A bat flies in a dark space with a small sensor attached to its back.
It took the team five years to build the sensor that allowed the researchers to gather the highly detailed data about the bats’ interactions with each other. Sherri and Brock Fenton

The team monitored the interactions of the animals for three days. As expected, during the first six hours, the bats with lipopolysaccharide running through their veins moved less than the placebo recipients. During this period, “sick” bats hung out, on average, with four fewer friends than “healthy” ones. Their interactions were also shorter: They spent 25 minutes less than “healthy” bats with each partner.

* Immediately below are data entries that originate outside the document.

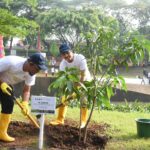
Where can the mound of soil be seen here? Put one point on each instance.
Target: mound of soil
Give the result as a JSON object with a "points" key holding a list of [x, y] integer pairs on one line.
{"points": [[56, 137]]}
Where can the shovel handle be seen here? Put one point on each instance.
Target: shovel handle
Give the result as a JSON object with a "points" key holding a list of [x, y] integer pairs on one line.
{"points": [[28, 115]]}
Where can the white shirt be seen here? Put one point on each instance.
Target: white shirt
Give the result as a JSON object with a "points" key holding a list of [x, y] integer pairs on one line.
{"points": [[79, 61], [11, 71]]}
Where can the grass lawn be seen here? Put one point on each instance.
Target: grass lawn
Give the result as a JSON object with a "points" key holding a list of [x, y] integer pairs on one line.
{"points": [[122, 127], [132, 72]]}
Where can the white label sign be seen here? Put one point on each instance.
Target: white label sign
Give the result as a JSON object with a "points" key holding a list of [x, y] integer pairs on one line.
{"points": [[43, 104]]}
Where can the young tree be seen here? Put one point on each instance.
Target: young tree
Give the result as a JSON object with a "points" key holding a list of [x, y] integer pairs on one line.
{"points": [[106, 54]]}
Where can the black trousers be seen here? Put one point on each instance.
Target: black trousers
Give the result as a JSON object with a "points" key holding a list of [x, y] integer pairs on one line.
{"points": [[7, 103]]}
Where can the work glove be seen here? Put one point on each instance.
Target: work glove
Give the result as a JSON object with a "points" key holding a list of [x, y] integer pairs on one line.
{"points": [[25, 106], [6, 88], [65, 99]]}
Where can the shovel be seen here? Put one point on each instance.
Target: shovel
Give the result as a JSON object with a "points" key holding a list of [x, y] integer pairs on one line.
{"points": [[28, 115]]}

On average, the “healthy” bats had a 49 percent chance of associating with one another, but only a 35 percent chance of being near “sick” ones. Twenty-four hours later, the effects were much less pronounced. Two days later, the previously “sick” bats were interacting at the same rate as the rest of the group.

Figuring out how the behaviors of both sick and healthy animals dictate the emergence of a disease is an open-ended, exciting question, Virginia Tech’s Hawley said. “It seems like the bat that feels sick is essentially withdrawing from interactions, but are healthy bats also avoiding bats that “look” sick?”

For Ripperger, the data recently published can help researchers to understand, and potentially model, the spread of an actual pathogen in a community of bats. “We can run a model with this data with a pathogen that requires body contact in mind, for example,” he says. “We can use the same data set to model the spread of that pathogen because we know how close together the bats were and for how long. This is really fascinating.”

From an evolutionary standpoint, the study also poses the question of how, and why, selection has favored such individual behaviors, as these are unlikely to benefit neither the pathogen (because it reduces its ability to spread) nor the sick individual (because it already has the sickness), says Farine.

“Studying social distancing in non-human animals helps us appreciate that [this practice], which feels very unnatural and hard to us, is very much a natural strategy for social animals,” says Dana Hawley. “That doesn’t necessarily make it any easier, but helps put humans in a broader context.”